Задыхаясь и глотая слова, она теребила Петра за рукава и полы домотканного кафтана, обоими локтями отталкивая соседок, которые хватали ее за руки и за рубашку, стараясь умерить ее пыл. Попытался унять ее и Степан. Темные глаза его блеснули, он сжал кулак и с силой ударил жену между лопаток — она отлетела на несколько шагов и едва не упала, но удержалась, ухватившись за плетень. В тот же миг, быстрая, как молния, и ловкая, как белка, она подскочила к мужу, отвесила ему звонкую оплеуху и как ни в чем не бывало опять побежала за Петром, не давая ему пройти и твердя на все лады:
— А дрова-то осиновые? Верно, осиновые?.. Ты побожись, что осиновые...

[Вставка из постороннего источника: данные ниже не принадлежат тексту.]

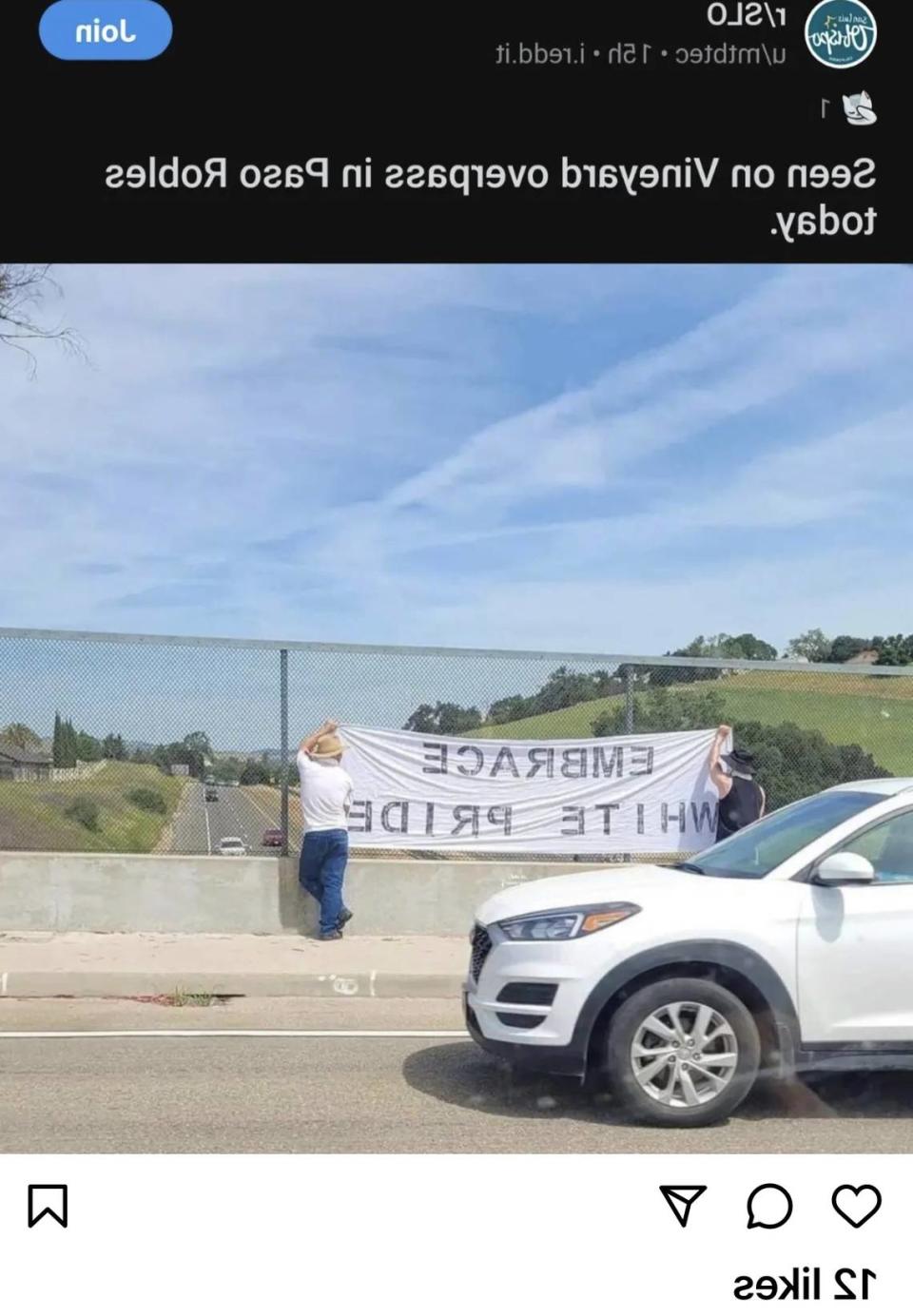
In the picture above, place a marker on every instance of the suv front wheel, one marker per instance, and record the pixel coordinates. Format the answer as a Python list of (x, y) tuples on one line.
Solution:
[(682, 1053)]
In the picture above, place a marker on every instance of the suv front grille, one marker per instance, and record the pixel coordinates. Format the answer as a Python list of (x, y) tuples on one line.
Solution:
[(481, 945)]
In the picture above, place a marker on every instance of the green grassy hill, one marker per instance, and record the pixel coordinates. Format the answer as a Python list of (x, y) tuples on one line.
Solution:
[(868, 711), (33, 815)]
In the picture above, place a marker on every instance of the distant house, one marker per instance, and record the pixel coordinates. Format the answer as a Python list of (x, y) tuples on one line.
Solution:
[(24, 764)]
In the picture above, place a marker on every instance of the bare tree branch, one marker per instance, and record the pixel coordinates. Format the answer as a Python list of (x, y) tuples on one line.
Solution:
[(23, 292)]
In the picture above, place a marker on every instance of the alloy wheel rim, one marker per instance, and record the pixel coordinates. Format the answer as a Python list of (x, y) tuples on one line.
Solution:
[(685, 1055)]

В толпе, двинувшейся вслед за Петром, послышались взрывы смеха, басистого и визгливого. Степан шел повеся голову, молчаливый, как могила. К налитой кровью щеке, побагровевшей от пощечины, он не притрагивался, но темная, огрубевшая кожа на его лице собралась складками в таком множестве, что среди морщин не осталось ни одного гладкого местечка. Сверкающие глаза его уставились в землю, сквозь стиснутые зубы вырвалось короткое, невнятное проклятие. Должно быть, он стыдился и внутри у него все кипело.
— Срам какой! — громко проговорила жена Петра Дзюрдзи, немолодая, с виду болезненная, но еще благообразная женщина, лучше других одетая и наименее крикливая. — Я с моим век прожила, сыновей вырастила — вон как дубы поднялись, а никогда меж нами ни ссор, ни драки не бывало, — как бог свят, не бывало.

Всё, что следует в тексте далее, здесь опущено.